TRIBUNNEWS.COM - India mencatatkan prestasi baru dalam pengembangan alutsista setelah satu Su-30MKI yang menjadi demonstrator sukses lepas landas dan mendarat dengan menggotong rudal BrahMos versi udara pada Sabtu, 25 Juni 2016.
Su-30MKI dengan tail number SB-200 merupakan pesawat pertama dari dua pesawat yang diserahkan Hindustan Aircraft Limited dari pabriknya di Nasik kepada BrahMos Aerospace pada 2015 untuk diintegrasikan dengan rudal BrahMos versi udara.
Pada gilirannya, BrahMos Aerospace menggandeng DRDO dan Federal State Unitary Enterprise NPO Mashinostroyenia untuk memodifikasi Su-30MKI untuk dapat menggotong BrahMos.
Integrasi ini cukup sulit karena harus mencari data mengenai besarnya tekanan yang dihasilkan dalam berbagai tingkatan g (gravitasi), analisa aerodinamika dengan rudal terpasang, modifikasi pada wiring dan avionik.
Tujuannya agar Su-30MKI dapat menembakkan Brahmos serta menyiapkan rudalnya sendiri.
Perhatian khusus harus diberikan pada kekuatan struktur karena bobot BrahMos versi udara mencapai 2,5 ton.
Setelah pada hari Jumat dilakukan ground test, penerbangan perdana Su-30MKI dengan membawa BrahMos versi udara merupakan pencapaian tahap pertama.

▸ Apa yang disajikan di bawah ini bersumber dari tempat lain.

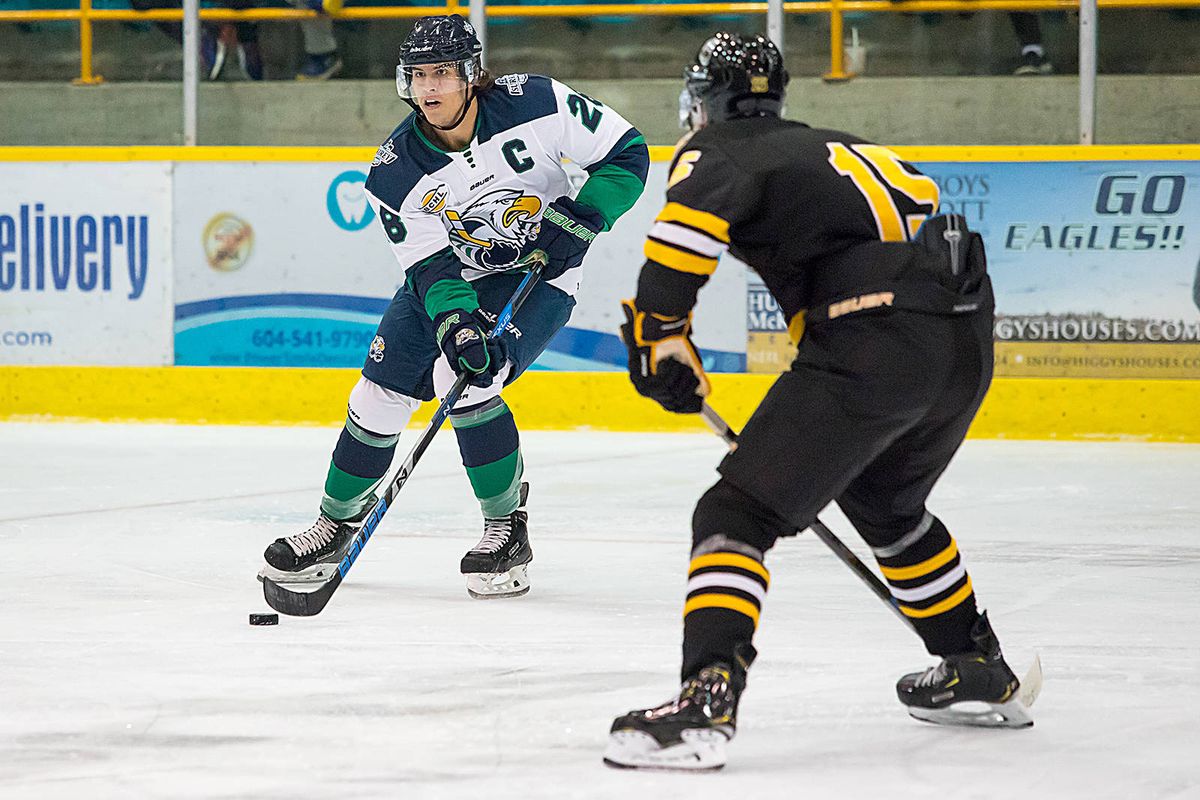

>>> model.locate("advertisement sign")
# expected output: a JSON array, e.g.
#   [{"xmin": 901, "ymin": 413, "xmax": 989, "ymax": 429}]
[
  {"xmin": 174, "ymin": 162, "xmax": 401, "ymax": 367},
  {"xmin": 174, "ymin": 162, "xmax": 745, "ymax": 372},
  {"xmin": 0, "ymin": 162, "xmax": 172, "ymax": 365},
  {"xmin": 748, "ymin": 161, "xmax": 1200, "ymax": 378}
]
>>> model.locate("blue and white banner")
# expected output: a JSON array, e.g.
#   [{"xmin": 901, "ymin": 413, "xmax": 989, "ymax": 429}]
[
  {"xmin": 174, "ymin": 162, "xmax": 745, "ymax": 372},
  {"xmin": 0, "ymin": 162, "xmax": 172, "ymax": 365},
  {"xmin": 936, "ymin": 161, "xmax": 1200, "ymax": 378}
]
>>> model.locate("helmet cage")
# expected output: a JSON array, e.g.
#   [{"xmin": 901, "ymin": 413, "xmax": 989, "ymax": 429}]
[{"xmin": 396, "ymin": 55, "xmax": 484, "ymax": 100}]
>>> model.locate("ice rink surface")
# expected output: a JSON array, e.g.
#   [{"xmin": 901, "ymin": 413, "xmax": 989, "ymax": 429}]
[{"xmin": 0, "ymin": 425, "xmax": 1200, "ymax": 800}]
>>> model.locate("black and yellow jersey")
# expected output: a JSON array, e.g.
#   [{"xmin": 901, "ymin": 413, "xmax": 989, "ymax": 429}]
[{"xmin": 637, "ymin": 116, "xmax": 938, "ymax": 335}]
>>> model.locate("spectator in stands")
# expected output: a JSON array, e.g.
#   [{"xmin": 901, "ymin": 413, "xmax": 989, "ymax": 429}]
[
  {"xmin": 290, "ymin": 0, "xmax": 342, "ymax": 80},
  {"xmin": 130, "ymin": 0, "xmax": 263, "ymax": 80},
  {"xmin": 1008, "ymin": 11, "xmax": 1054, "ymax": 76}
]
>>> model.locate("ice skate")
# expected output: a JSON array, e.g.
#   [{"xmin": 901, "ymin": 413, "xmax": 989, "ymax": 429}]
[
  {"xmin": 604, "ymin": 656, "xmax": 752, "ymax": 772},
  {"xmin": 460, "ymin": 483, "xmax": 533, "ymax": 600},
  {"xmin": 258, "ymin": 513, "xmax": 359, "ymax": 583},
  {"xmin": 896, "ymin": 613, "xmax": 1042, "ymax": 728}
]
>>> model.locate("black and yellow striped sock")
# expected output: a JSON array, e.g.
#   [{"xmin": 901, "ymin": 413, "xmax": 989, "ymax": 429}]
[
  {"xmin": 682, "ymin": 536, "xmax": 770, "ymax": 679},
  {"xmin": 872, "ymin": 512, "xmax": 979, "ymax": 655}
]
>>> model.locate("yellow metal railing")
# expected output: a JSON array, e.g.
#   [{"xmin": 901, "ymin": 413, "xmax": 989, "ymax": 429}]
[{"xmin": 0, "ymin": 0, "xmax": 1200, "ymax": 84}]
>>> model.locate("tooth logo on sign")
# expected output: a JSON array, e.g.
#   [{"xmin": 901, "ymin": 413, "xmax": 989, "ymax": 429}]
[{"xmin": 325, "ymin": 169, "xmax": 374, "ymax": 233}]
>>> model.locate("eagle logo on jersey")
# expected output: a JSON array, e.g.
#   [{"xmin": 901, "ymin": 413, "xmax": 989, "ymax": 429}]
[{"xmin": 439, "ymin": 188, "xmax": 541, "ymax": 272}]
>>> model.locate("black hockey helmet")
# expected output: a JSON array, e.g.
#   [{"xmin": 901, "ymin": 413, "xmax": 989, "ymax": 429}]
[
  {"xmin": 679, "ymin": 31, "xmax": 788, "ymax": 130},
  {"xmin": 396, "ymin": 14, "xmax": 484, "ymax": 127}
]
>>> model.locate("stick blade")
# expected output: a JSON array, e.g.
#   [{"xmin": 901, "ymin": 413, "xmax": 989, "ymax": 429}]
[{"xmin": 263, "ymin": 572, "xmax": 342, "ymax": 616}]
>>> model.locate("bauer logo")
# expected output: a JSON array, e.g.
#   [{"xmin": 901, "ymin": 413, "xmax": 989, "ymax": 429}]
[
  {"xmin": 325, "ymin": 169, "xmax": 374, "ymax": 233},
  {"xmin": 204, "ymin": 213, "xmax": 254, "ymax": 272},
  {"xmin": 0, "ymin": 203, "xmax": 150, "ymax": 300},
  {"xmin": 364, "ymin": 336, "xmax": 388, "ymax": 362}
]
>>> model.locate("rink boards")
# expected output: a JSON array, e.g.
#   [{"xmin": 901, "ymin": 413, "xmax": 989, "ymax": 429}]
[{"xmin": 0, "ymin": 145, "xmax": 1200, "ymax": 441}]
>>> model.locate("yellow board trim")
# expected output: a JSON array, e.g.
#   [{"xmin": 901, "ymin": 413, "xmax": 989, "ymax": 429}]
[
  {"xmin": 0, "ymin": 366, "xmax": 1200, "ymax": 443},
  {"xmin": 880, "ymin": 539, "xmax": 959, "ymax": 581},
  {"xmin": 900, "ymin": 577, "xmax": 973, "ymax": 619},
  {"xmin": 0, "ymin": 145, "xmax": 376, "ymax": 163},
  {"xmin": 0, "ymin": 144, "xmax": 1200, "ymax": 162},
  {"xmin": 683, "ymin": 595, "xmax": 758, "ymax": 627},
  {"xmin": 688, "ymin": 553, "xmax": 770, "ymax": 587},
  {"xmin": 644, "ymin": 239, "xmax": 716, "ymax": 275},
  {"xmin": 654, "ymin": 203, "xmax": 730, "ymax": 245}
]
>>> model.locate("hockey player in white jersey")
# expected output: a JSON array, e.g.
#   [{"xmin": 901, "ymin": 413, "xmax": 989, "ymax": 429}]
[{"xmin": 264, "ymin": 16, "xmax": 649, "ymax": 597}]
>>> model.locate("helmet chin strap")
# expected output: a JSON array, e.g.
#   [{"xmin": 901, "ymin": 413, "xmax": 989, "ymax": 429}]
[{"xmin": 406, "ymin": 84, "xmax": 475, "ymax": 131}]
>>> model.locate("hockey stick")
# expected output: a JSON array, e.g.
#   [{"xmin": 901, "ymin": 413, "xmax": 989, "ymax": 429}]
[
  {"xmin": 263, "ymin": 249, "xmax": 546, "ymax": 616},
  {"xmin": 700, "ymin": 402, "xmax": 917, "ymax": 633}
]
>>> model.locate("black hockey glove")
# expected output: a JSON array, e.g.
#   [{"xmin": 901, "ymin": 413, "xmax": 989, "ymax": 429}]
[
  {"xmin": 620, "ymin": 300, "xmax": 710, "ymax": 414},
  {"xmin": 526, "ymin": 194, "xmax": 604, "ymax": 279},
  {"xmin": 433, "ymin": 308, "xmax": 508, "ymax": 386}
]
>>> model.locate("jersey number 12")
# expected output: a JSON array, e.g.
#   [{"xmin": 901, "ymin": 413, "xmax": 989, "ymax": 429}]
[{"xmin": 826, "ymin": 142, "xmax": 940, "ymax": 241}]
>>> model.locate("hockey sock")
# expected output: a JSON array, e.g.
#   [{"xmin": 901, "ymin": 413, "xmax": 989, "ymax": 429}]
[
  {"xmin": 680, "ymin": 536, "xmax": 770, "ymax": 680},
  {"xmin": 320, "ymin": 417, "xmax": 400, "ymax": 521},
  {"xmin": 871, "ymin": 511, "xmax": 979, "ymax": 656},
  {"xmin": 450, "ymin": 397, "xmax": 524, "ymax": 518}
]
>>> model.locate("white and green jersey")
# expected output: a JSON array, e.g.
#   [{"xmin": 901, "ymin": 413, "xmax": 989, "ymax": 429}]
[{"xmin": 366, "ymin": 74, "xmax": 648, "ymax": 295}]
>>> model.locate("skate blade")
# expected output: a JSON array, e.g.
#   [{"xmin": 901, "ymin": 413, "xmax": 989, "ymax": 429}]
[
  {"xmin": 604, "ymin": 728, "xmax": 730, "ymax": 772},
  {"xmin": 908, "ymin": 656, "xmax": 1042, "ymax": 728},
  {"xmin": 258, "ymin": 563, "xmax": 337, "ymax": 585},
  {"xmin": 463, "ymin": 564, "xmax": 529, "ymax": 600}
]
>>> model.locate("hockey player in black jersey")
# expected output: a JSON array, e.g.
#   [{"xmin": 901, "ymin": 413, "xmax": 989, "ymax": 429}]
[{"xmin": 605, "ymin": 34, "xmax": 1032, "ymax": 770}]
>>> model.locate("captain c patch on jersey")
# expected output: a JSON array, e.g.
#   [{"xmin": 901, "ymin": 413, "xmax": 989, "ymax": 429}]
[{"xmin": 434, "ymin": 188, "xmax": 542, "ymax": 272}]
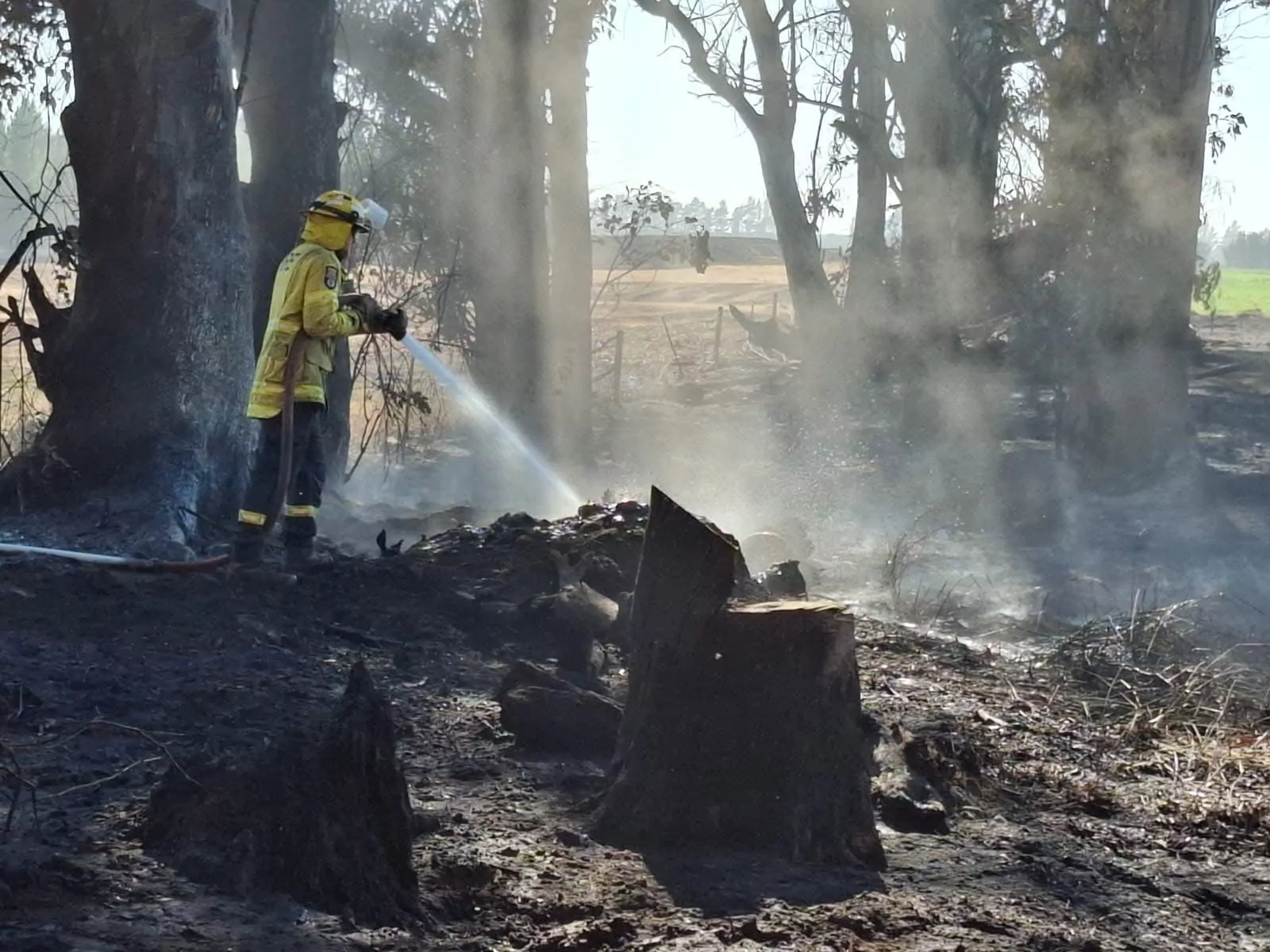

Keberhasilan tahap pertama akan diikuti tahap kedua, yaitu penembakan rudal dengan simulated weight menggantikan hulu ledak untuk mengetahui performa rudal dan karakteristik terbangnya.
Apabila berhasil, maka tahap ketiga dan keempat merupakan peluncuran rudal lengkap dengan hulu ledak yang diharapkan bisa diselesaikan pada akhir 2017.
Dengan mulai berjalannya BrahMos versi udara, artinya India sudah memiliki triad BrahMos.
Dua tahap sebelumnya telah dilalui dengan sukses, yakni berhasil menyelesaikan integrasi BrahMos dengan kapal perangnya, setelah sebelumnya hadir versi darat sebagai pengembangan lanjutan dari rudal Yakhont buatan Rusia.
Rudal BrahMos versi udara akan hadir dengan hulu ledak seberat 200 kilogram, dan jarak luncur 280 kilometer (ada yang menyatakan sampai 500 kilometer).
Walaupun parameter ini tidak istimewa, katakanlah dibanding dengan Kh-59ME, namun keunggulan BrahMos versi udara ada pada kecepatan luncurnya yang mencapai Mach 2,8, sehingga sukar ditangkal sistem antirudal.
DRDO bahkan menyatakan akan mencari cara agar BrahMos bisa melesat sampai Mach 6 atau mencapai kecepatan hipersonik.
Yang jelas, kemajuan yang dicapai India tentu akan membuat negara tetangga yang selama ini kurang akur seperti Pakistan dan Tiongkok blingsatan.
Punya BrahMos versi udara akan memampukan AU India menggapai lokasi strategis di kedua negara yang selama ini tidak terjangkau, sepanjang AU India mampu menyediakan payung SEAD (Supresion of Enemy Air Defense) yang efektif.
Apalagi India saat ini hampir memiliki 300 unit Su-30MKI, yang bila dimodifikasi seluruhnya akan mampu menggotong BrahMos.
Dalam perang udara, pada akhirnya kuantitas akan memenangkan pertempuran, mengingat kekuatan udara India dan Tiongkok relatif sama kualitasnya.
Yang jelas, integrasi BrahMos versi udara ini akan menjadi peluang bisnis baru mengingat India dan Rusia sama-sama setuju untuk mengkomersilkan rudal baru ini.
Apakah Indonesia tertarik mengakuisisinya, mengingat TNI AU juga mengoperasikan Su-30MK2 dan sedang mencari kapabilitas rudal jelajah taktis? Kita tunggu saja perkembangannya.